Monday, October 27, 2014

Is Street Harassment on a Bus Still Street Harassment?

I’d had a rather long and exhausting day, and was not in the best of moods.  But it was, at long last, time to get on some buses and make my way home, so I lumbered out of the school like a zombie, with my hood pulled up to make it easier to avoid eye contact with anyone.  I didn’t feel like listening to any music, I just wanted to get on my hour-long express bus after a connection, so I could read a bit and maybe even have a nap.

On the connecting bus, I stepped up, paid, and took a seat near the front, since it’s only a couple stops to where I transfer to the express bus.  On the next stop, an older man who was very loud got on the bus, and sat in the side-facing bench seats in front of the front-facing paired seats I was occupying.

He turned to me and said, “how you doing?”

I made an attempt at a smile, and gave him the time-honored Boba-Fett-in-Return-of-the-Jedi head nod, which I hoped he would accept as indicators that I had heard him, but I did not actually say anything in reply, which I hoped he would understand to mean that I did not feel like talking to anyone.  In response to this, he immediately said, much more loudly, “I SAID, HOW YOU DOING?”

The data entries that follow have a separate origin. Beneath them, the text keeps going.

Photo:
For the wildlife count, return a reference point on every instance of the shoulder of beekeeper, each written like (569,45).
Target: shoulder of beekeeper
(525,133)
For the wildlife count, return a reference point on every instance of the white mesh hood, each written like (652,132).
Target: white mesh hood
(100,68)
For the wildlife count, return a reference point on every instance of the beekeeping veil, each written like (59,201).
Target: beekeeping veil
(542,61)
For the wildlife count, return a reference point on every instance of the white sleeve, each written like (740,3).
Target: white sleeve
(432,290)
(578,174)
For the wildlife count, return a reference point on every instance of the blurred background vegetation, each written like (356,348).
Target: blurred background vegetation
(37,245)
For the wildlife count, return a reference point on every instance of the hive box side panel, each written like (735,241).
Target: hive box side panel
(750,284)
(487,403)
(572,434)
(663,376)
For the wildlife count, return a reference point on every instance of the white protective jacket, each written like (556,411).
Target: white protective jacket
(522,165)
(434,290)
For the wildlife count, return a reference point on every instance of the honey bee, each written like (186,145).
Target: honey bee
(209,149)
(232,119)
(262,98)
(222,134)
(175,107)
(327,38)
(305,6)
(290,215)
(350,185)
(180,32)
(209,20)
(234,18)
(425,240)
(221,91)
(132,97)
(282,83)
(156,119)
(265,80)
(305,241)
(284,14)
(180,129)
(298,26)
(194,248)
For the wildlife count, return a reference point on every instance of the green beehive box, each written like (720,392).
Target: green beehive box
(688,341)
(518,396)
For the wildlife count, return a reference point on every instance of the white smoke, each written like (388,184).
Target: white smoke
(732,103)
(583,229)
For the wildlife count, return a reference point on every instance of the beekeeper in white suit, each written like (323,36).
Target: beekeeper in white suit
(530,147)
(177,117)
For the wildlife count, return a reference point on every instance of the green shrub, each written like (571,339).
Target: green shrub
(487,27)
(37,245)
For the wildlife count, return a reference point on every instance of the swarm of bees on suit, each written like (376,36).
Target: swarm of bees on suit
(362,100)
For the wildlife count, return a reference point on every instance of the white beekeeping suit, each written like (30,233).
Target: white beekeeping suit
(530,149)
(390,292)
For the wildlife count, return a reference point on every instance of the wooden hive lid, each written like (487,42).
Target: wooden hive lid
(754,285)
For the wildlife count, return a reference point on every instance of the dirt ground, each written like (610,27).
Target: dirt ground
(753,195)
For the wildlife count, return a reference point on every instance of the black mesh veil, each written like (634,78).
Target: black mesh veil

Now, my face reflected mild annoyance and confusion.  I’d answered his greeting, and didn’t really understand why he wasn’t satisfied with that.  “Oh, no English?” he asked.  “I’m used to that.”

He then tried to express his displeasure with how I had responded to him by engaging a proxy, a hapless nearby bus rider.  “You ever seen a 24-carat vagina?” he bellowed.  The other man smiled sheepishly and shook his head, no.  “I ain’t never seen one, neither!” the first man continued, “but they all act like they got one!”

By this point, I was trying not to laugh.  I considered speaking at last, to tell this man that I’d honestly settle for a tin foil vagina right now, but I decided that anything that might agitate him further was probably a bad idea.

Just before the next stop (where I needed to get off), he walked up to the driver and asked to be let off on the near side of the intersection, saying something like, “I ain’t feelin’ the way she disrespectin’ me.”

Which was nice.  I’d been properly gendered, at least.